Tuesday, October 20, 2020

Grilled Cheese and Carnitas Sandwiches













When I went to the store yesterday to get some salmon, I also asked for a pound of ground pork so I could make some breakfast sausage.  They didn't have any so a got the smallest pork shoulder I could find. It was three pound. i cut off a pound for the sausage and made carnitas with the rest.  I put them in a sandwich with cheeses, apple butter (instead of apple chutney) and I used a store bought brioche instead of sourdough. I didn't use as much blue cheese or as much parm as the recipe but I doubled everything else to make four sandwiches.  We ended up only eating two and a half. They turned out really good.
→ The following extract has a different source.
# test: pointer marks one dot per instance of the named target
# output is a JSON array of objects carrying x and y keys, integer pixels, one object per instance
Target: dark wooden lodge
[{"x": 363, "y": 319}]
Carnitas and  Chutney Grilled Cheese Sandwich

CARNITAS

:

  • 2 pounds boneless pork shoulder
  • 2 teaspoons kosher salt
  • 1 teaspoon freshly ground black pepper
  • 1 tablespoon neutral oil
    (such as canola)
  • 1 orange, halved
  • 1 cup whole milk
  • 5 thyme sprigs
  • 1 bay leaf

GRILLED CHEESE SANDWICH

:

  • 1 ounce Verde Capra blue cheese or other blue cheese, crumbled
  • 1 ounce aged white cheddar cheese, shredded
  • 1/2 ounce Parmesan cheese, grated
  • 1 tablespoon minced parsley
  • 1 teaspoon finely minced shallot
  • 1 tablespoon mayonnaise
  • 1 teaspoon whole-grain mustard
  • 2 artisan organic sourdough bread slices, lightly toasted
  • 3 tablespoons store-bought spiced apple chutney or preserves
  • 2 tablespoons unsalted butter

How to Make It

Step 1    

Make the carnitas. Preheat oven to 275°F. Season pork shoulder with salt and pepper. Heat oil in a large Dutch oven over moderate heat. Sear pork shoulder until golden brown all over, 5 to 6 minutes per side. Remove pork from pan. Pour off drippings and discard. Return pork to pan and squeeze juice from orange halves over pork. Add spent rinds to pan along with milk, thyme, and bay leaf. Cover with a lid or two layers of aluminum foil. Roast in preheated oven until very tender, pork is sizzling in fat, and a meat thermometer registers 195°F, 3 to 4 hours. Let pork rest for 20 minutes. Shred pork, discarding any large pieces of fat.


Step 2    

Make the grilled cheese: In a small bowl, fold together the blue cheese, cheddar, Parmesan, parsley, and shallot. In a second small bowl, stir together the mayonnaise and mustard.


Step 3    

Spread each slice of bread with the mayonnaise-mustard mixture. Top one slice with cheese mixture, 1/3 cup carnitas, and chutney, then top with remaining bread slice.


Step 4    

Melt butter in a cast-iron skillet or griddle over moderate heat. Press the sandwich and top with another skillet or heavy, heatproof plate. Cook until bread is golden and cheese is melted, about 5 minutes per side.